I formatted the new internal drive with a journaled, Mac OS extended filesystem and named it "Audio", just like it's 80 GB predecessor. I also had the system write zeros to every block in the hope of finding any bad blocks up front. Then I tried to restore all the files from my Time Machine backup.
Now, to get Time Machine to display correctly I have to drop the resolution down from the normal 1920 x 1200 of my 23" display, down to 1600 x 1200. If I don't do this the Time Machine background flashes, drives the CPU load through the roof, and is generally unresponsive. (Yes, I filed a bug with Apple about a month after 10.5 was released, and no, of course Apple hasn't responded.)
So I dropped the resolution (a decidedly Windozian thing to have to do), started Time Machine, stepped back to the point where all my audio files were still present on the Audio drive, selected all and clicked "Restore."
Nothing happened.
The Restore button wouldn't respond to any mouse clicks if I had more than a handful of folders selected for restoring. On a hunch I dropped the display resolution down to 1024 x 768 et voilĂ ! Time Machine is snappy and happily restores all my files. Great!
An hour goes by, Time Machine kicks off its regularly scheduled backup, but at the end of the backup it fails, complaining that its "Unable to complete backup. An error occurred while linking files on the backup volume." Cr@p. After thinking about it for a bit I wonder if its trying to link the new files to the old ones from the old hard drive. I could see that making sense in a geez-we-didn't-think-about-that-corner-case kinda way, so I excluded the Audio volume, did a successful backup of all the other data, then re-added Audio and ran the backup again.
Now I get error 12, which is apparently a different kind of linking error.

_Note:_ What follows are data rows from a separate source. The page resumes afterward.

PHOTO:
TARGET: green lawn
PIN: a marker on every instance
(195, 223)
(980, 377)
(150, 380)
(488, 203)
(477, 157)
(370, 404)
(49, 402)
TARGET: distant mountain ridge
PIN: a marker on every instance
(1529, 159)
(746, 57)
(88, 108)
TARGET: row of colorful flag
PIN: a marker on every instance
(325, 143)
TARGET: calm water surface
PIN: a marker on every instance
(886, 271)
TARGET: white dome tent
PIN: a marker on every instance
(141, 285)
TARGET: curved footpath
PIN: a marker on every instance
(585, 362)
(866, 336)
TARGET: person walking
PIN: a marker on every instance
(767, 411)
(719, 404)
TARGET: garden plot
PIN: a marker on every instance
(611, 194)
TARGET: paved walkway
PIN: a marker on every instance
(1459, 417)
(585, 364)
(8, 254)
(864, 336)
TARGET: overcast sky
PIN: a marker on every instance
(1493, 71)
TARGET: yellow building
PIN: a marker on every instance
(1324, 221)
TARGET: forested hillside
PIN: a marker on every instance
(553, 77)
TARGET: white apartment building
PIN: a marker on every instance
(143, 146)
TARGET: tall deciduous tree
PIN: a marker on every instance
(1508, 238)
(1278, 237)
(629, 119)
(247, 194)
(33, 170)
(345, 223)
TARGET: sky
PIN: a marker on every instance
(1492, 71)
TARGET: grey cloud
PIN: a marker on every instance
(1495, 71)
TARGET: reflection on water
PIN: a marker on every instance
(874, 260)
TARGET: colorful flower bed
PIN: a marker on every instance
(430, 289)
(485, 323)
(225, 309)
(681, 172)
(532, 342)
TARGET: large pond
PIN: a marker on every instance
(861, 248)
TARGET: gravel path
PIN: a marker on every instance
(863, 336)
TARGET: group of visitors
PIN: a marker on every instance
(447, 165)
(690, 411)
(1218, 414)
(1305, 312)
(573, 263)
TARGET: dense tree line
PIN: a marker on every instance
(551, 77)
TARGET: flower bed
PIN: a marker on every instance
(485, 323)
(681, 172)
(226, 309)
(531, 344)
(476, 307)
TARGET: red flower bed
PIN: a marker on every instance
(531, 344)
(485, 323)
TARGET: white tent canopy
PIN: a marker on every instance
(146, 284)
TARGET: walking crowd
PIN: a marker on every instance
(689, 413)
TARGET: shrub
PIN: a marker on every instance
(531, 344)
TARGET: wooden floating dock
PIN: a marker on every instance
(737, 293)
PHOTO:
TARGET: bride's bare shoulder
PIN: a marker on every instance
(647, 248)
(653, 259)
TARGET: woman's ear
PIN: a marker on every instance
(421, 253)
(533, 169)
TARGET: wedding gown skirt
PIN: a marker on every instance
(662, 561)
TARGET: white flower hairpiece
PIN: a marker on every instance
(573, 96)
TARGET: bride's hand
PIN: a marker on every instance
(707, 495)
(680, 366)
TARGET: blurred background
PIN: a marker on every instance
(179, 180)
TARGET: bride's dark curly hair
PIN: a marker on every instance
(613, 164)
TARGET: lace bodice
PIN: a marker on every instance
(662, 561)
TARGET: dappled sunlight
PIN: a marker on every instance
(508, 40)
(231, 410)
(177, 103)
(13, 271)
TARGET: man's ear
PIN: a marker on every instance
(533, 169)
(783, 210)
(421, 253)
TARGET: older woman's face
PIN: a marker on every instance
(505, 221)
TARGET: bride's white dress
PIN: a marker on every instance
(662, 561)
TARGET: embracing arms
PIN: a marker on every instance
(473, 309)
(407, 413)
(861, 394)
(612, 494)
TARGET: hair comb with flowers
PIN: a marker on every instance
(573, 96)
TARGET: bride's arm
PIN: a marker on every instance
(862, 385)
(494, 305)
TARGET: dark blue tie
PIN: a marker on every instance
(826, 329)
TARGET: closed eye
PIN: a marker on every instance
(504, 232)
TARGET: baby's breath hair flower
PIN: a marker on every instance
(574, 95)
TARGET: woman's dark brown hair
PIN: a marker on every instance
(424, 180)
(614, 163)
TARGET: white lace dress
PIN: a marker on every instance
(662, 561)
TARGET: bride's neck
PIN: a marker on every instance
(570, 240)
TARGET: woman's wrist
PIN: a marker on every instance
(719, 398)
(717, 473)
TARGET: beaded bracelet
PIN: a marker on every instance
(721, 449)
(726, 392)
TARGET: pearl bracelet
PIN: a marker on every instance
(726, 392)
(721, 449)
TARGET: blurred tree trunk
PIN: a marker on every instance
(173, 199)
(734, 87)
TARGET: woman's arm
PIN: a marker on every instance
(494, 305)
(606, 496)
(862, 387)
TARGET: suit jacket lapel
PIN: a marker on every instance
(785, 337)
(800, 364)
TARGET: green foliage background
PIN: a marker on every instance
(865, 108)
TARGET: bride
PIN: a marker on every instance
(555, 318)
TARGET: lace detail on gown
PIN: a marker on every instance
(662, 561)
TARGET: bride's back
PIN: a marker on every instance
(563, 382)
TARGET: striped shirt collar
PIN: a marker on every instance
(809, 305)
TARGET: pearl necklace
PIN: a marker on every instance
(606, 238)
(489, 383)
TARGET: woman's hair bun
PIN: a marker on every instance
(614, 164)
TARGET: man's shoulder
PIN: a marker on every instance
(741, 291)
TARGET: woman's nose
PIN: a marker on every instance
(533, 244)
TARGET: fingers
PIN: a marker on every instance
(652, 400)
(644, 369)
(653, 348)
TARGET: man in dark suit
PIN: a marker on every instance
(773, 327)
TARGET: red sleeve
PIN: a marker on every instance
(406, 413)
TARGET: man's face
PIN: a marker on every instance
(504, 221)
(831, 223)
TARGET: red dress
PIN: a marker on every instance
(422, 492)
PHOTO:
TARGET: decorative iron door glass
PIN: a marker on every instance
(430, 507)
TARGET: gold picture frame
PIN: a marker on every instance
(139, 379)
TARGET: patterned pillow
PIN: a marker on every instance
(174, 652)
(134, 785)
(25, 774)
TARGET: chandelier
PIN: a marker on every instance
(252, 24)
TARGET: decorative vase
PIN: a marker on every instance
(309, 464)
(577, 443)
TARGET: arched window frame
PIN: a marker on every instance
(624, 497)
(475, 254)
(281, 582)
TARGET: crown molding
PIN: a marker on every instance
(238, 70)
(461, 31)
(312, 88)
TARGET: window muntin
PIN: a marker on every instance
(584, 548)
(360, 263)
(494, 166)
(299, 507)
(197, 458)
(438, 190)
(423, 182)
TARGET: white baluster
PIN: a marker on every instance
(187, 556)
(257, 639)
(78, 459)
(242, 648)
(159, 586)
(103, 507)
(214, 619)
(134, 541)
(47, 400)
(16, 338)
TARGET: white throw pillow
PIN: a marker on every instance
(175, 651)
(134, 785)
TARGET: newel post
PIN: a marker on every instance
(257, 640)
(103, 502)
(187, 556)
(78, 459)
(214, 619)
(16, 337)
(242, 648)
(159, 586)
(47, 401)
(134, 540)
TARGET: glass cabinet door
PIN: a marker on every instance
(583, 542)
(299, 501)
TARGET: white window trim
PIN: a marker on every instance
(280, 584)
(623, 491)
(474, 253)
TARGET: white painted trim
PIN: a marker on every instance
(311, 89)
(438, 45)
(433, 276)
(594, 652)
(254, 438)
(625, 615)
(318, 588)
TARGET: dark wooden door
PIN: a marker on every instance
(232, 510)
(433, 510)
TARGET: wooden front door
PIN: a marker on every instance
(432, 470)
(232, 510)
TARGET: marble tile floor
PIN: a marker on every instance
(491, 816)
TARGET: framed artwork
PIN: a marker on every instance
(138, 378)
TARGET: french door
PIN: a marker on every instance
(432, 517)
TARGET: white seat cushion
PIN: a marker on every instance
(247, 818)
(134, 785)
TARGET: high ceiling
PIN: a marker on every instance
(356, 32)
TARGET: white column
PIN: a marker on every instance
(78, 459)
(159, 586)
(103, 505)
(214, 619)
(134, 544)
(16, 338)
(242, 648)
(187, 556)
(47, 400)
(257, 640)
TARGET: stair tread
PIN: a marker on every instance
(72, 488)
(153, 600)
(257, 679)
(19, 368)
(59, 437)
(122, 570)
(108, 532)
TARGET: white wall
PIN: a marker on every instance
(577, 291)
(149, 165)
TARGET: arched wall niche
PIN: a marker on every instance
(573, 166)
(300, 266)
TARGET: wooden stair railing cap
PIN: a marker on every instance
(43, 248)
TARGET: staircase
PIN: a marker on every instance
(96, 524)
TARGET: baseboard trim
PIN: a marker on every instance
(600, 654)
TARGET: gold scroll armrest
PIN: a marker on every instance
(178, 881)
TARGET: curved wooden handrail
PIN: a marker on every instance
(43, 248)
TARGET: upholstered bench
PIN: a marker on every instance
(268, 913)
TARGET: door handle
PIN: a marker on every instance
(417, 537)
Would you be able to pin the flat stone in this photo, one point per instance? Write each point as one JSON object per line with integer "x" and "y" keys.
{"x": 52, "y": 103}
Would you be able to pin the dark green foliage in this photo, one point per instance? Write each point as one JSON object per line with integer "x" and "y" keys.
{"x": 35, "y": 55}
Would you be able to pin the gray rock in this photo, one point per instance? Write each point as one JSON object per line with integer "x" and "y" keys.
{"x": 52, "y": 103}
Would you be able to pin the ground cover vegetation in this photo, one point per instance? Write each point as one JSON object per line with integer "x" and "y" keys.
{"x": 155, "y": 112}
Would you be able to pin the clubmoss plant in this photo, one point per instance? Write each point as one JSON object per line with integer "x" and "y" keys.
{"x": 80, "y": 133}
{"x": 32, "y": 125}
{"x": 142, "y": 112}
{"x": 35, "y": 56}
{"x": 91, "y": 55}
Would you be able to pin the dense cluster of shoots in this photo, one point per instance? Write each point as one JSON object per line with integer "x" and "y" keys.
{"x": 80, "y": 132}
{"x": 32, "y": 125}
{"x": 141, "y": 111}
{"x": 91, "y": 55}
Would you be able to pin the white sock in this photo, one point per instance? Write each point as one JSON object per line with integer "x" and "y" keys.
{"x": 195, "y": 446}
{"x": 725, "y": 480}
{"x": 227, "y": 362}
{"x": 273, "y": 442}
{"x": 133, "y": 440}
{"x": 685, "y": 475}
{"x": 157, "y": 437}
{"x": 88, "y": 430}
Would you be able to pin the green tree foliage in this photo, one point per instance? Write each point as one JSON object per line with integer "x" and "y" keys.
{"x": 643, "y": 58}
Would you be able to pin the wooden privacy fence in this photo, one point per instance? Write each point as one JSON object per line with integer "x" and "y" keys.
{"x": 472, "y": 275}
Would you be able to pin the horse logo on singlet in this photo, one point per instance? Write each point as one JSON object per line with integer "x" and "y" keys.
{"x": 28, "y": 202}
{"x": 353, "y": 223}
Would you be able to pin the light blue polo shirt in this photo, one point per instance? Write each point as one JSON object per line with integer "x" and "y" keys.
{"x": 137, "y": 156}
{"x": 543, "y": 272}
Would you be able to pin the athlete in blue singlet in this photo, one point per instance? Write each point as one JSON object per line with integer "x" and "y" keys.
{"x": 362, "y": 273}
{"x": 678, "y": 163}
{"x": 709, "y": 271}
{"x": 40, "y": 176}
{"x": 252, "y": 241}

Disk Utility says that Audio's in good shape, and so does DiskWarrior, so there doesn't appear to be anything wrong with the disk, but Time Machine refuses to back it up. What the heck? How am I supposed to trust this software to maintain good copies of my valuable data when it fails so easily and mysteriously? I left Retrospect because it couldn't keep up with the changes in the Mac OS, but it seems that even Apple can't engineer a robust backup solution. Grumble.